April 25, 2024

DealBook: Winding Down the Bailouts, and Trying Not to Lose Money

Timothy Massad, an acting assistant Treasury secretary, said 75 percent of the taxpayers' money was recovered.Andrew Harrer/Bloomberg NewsTim Massad, an acting assistant Treasury secretary, said 75 percent of the taxpayers’ money had been recovered.

After months of planning, the federal government has sold the first batch of shares that it owns in the American International Group, the most prominent reminder of the wreckage of 2008.

But much hard work remains.

As the Treasury Department winds down its numerous bailout programs, it must still contend with disposing of its legacies of the financial crisis: big investments in rescued companies like A.I.G. and General Motors.

After Tuesday’s $8.7 billion offering of A.I.G., Treasury still needs to sell more than 1.4 billion common shares, perhaps over the next two years or so. (In addition to an approximately 77 percent stake in A.I.G., it also owns about $11.3 billion in preferred shares.)
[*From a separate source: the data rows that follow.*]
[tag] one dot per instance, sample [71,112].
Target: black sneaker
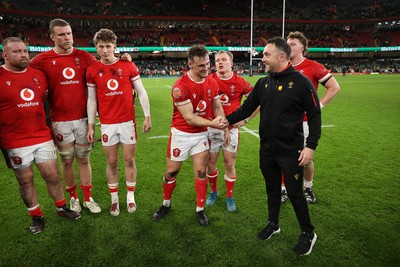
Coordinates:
[202,218]
[284,196]
[269,231]
[163,210]
[309,195]
[37,225]
[67,213]
[306,243]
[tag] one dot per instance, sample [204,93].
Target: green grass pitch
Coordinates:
[357,183]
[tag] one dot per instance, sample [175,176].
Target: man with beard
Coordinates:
[24,133]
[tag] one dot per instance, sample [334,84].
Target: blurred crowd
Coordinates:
[218,23]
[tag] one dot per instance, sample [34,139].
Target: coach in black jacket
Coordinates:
[283,96]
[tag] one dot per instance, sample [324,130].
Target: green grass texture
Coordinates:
[356,217]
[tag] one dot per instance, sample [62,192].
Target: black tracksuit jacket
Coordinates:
[283,98]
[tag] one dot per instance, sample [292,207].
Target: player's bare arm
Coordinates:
[332,89]
[91,111]
[145,103]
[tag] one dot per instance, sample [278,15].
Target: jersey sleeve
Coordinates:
[179,94]
[134,72]
[321,72]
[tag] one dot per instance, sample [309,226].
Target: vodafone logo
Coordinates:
[68,73]
[112,84]
[201,106]
[27,94]
[224,99]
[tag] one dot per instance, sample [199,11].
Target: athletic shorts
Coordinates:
[216,138]
[22,157]
[124,132]
[66,132]
[182,144]
[306,132]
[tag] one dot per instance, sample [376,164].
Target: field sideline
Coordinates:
[357,182]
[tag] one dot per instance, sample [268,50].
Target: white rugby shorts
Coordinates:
[66,132]
[22,157]
[124,132]
[216,137]
[182,144]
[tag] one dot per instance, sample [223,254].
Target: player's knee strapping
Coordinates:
[67,153]
[83,151]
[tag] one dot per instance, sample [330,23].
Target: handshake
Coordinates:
[220,122]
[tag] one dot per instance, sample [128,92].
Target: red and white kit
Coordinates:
[66,78]
[200,95]
[113,84]
[22,108]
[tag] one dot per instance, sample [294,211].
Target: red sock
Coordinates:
[35,211]
[60,203]
[230,184]
[113,188]
[201,191]
[87,192]
[212,177]
[168,187]
[72,192]
[130,187]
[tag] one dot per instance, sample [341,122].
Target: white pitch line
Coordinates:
[159,136]
[253,132]
[247,130]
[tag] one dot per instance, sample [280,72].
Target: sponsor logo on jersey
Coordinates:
[176,92]
[68,73]
[224,99]
[17,160]
[112,84]
[232,89]
[201,106]
[176,152]
[27,95]
[59,138]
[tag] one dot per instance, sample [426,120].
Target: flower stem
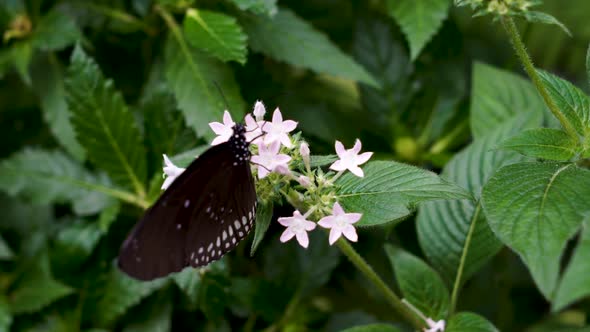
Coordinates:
[526,61]
[390,296]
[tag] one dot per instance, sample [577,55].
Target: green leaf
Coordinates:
[189,282]
[378,49]
[540,17]
[419,20]
[216,34]
[535,208]
[262,7]
[104,125]
[469,322]
[287,37]
[574,284]
[543,143]
[195,78]
[117,294]
[444,227]
[36,289]
[5,315]
[390,191]
[263,218]
[51,177]
[373,328]
[419,283]
[48,84]
[497,96]
[571,101]
[55,31]
[5,251]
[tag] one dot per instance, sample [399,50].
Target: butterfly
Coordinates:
[204,214]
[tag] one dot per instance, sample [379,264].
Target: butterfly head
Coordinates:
[239,145]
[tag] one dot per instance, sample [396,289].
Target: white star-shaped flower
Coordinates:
[438,326]
[340,223]
[254,130]
[171,172]
[297,226]
[269,160]
[278,130]
[350,159]
[223,130]
[259,110]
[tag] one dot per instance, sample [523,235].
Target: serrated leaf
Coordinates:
[195,78]
[45,177]
[571,101]
[287,37]
[543,143]
[103,124]
[55,31]
[540,17]
[574,284]
[373,328]
[216,34]
[263,217]
[497,96]
[262,7]
[443,227]
[419,283]
[36,289]
[117,294]
[390,191]
[48,84]
[419,20]
[535,208]
[5,251]
[469,322]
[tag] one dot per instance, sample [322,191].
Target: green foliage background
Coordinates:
[93,93]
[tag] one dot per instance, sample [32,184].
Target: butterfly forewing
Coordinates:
[204,214]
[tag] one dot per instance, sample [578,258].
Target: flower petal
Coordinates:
[338,165]
[337,209]
[334,235]
[340,149]
[357,146]
[357,171]
[287,235]
[350,232]
[363,157]
[302,239]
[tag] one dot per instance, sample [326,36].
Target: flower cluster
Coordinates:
[282,164]
[498,7]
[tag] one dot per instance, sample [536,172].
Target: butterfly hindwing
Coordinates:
[188,221]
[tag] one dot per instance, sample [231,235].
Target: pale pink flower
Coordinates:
[278,130]
[269,160]
[297,226]
[223,130]
[350,159]
[340,223]
[438,326]
[171,172]
[259,110]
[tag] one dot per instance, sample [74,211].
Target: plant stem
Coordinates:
[526,61]
[368,271]
[461,267]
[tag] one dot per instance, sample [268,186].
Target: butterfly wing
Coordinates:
[191,217]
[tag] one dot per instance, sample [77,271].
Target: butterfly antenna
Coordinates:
[222,95]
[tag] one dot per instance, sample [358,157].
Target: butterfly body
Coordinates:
[204,214]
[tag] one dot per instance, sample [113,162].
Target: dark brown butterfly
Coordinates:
[204,214]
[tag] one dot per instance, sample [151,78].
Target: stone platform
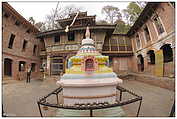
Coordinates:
[108,112]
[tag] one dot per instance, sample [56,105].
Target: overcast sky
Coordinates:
[39,10]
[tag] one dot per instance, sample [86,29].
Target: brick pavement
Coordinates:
[19,99]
All told, Treasury still has $53 billion invested in A.I.G., while the Federal Reserve Bank of New York also has about $23.6 billion in loans to two A.I.G.-related investment vehicles.

And the Treasury Department also maintains significant stakes in other rescued companies. It currently owns about a 26 percent stake in G.M., down significantly after it raised $23.1 billion in a highly regarded initial stock offering. It also owns a 6.6 percent stake in Chrysler and a 74 percent stake in Ally Financial.

Stock sales for Chrysler and Ally are in the offing; Ally’s offering may take place as soon as the end of June. On Tuesday, Chrysler repaid $5.9 billion in loans to the Treasury Department as well.

So far, shares in the two companies in which the Treasury Department has already sold stock have declined. Shares in A.I.G. tumbled on Wednesday to a new low for the year, down 4 percent, to $28.28. That is below the Treasury Department’s break-even price of $28.73. And shares in G.M. have fallen more than 8.5 percent since its November initial offering, closing on Wednesday at $31.27.

In the government’s reckoning, it has done well so far. Treasury Department officials say that the goal of the various bailout initiatives, including the $700 billion Troubled Asset Relief Program, was to prevent an economic collapse. Earning any sort of profit would essentially be gravy, they contend.

As of now, the federal government has already recouped nearly 73 percent of its total TARP disbursements through both repayments and interest.

“Just two and a half years ago, our financial system was on the brink of collapse and a bipartisan effort was conceived to stabilize the market,” Tim Massad, the acting assistant secretary for financial stability, said on Wednesday. “TARP fulfilled this mission and we’ve already been able to recover more than 75 percent of the taxpayers’ money in a very short time. No one predicted this positive outcome.”

Mr. Massad said in a conference call on Tuesday evening that the goal instead had been to maximize the value of those shares for taxpayers. The Treasury secretary, Timothy F. Geithner, conceded in a speech last month that the auto bailouts, which totaled about $63 billion, were likely to lose money.

Setting the parameters of the bigger stock sales requires a delicate balance. The Treasury Department is seeking to fetch a price high enough to avoid locking in big losses. But it is also eager to shed its holdings, since officials say that their task is not to act like a hedge fund or private equity investor.

The companies have also stressed a strong desire to reduce government ownership, arguing that the overhang has deterred private shareholders from investing.

“The more the government continues to own parts of these entities, the harder it is for these companies to get back to business as usual,” Anant Sundaram, a professor at the Tuck School of Business at Dartmouth, said. “Getting the corporate governance at these enterprises to back to as normal as can be is highly important.”

But several factors, many beyond the government’s control, may make breaking even difficult. As the markets have grown more volatile in recent weeks, pulling off a successful public offering has become more difficult.

Shares in A.I.G. had already fallen 49 percent this year before the re-I.P.O., requiring underwriters to walk a very fine line in finding a price acceptable to both Treasury and company officials and to potential incoming shareholders.

Compare that with G.M.’s offering, in which after months of frenzied meetings with investors, the federal government consented to both increasing the number of shares sold and their price.

Times have changed since then. Though the government’s lock-up period for selling G.M. shares expires soon, the Treasury Department is now likely to wait until mid-August or September to hold a secondary offering for the company’s stock, people with knowledge of the matter said previously. At the initial public offering price of $33, Treasury must now sell the remainder of its shares at an average of $53 to break even.

Some observers give Treasury the benefit of the doubt, pointing to the difficulties that private investors have in similar situations. On Wednesday, Freescale Semiconductor, a chip maker owned by a consortium of leveraged buyout firms, priced its initial offering at the bottom of an already reduced range amid slumping investor demand.

“I definitely give Treasury a solid B-plus,” Professor Sundaram said.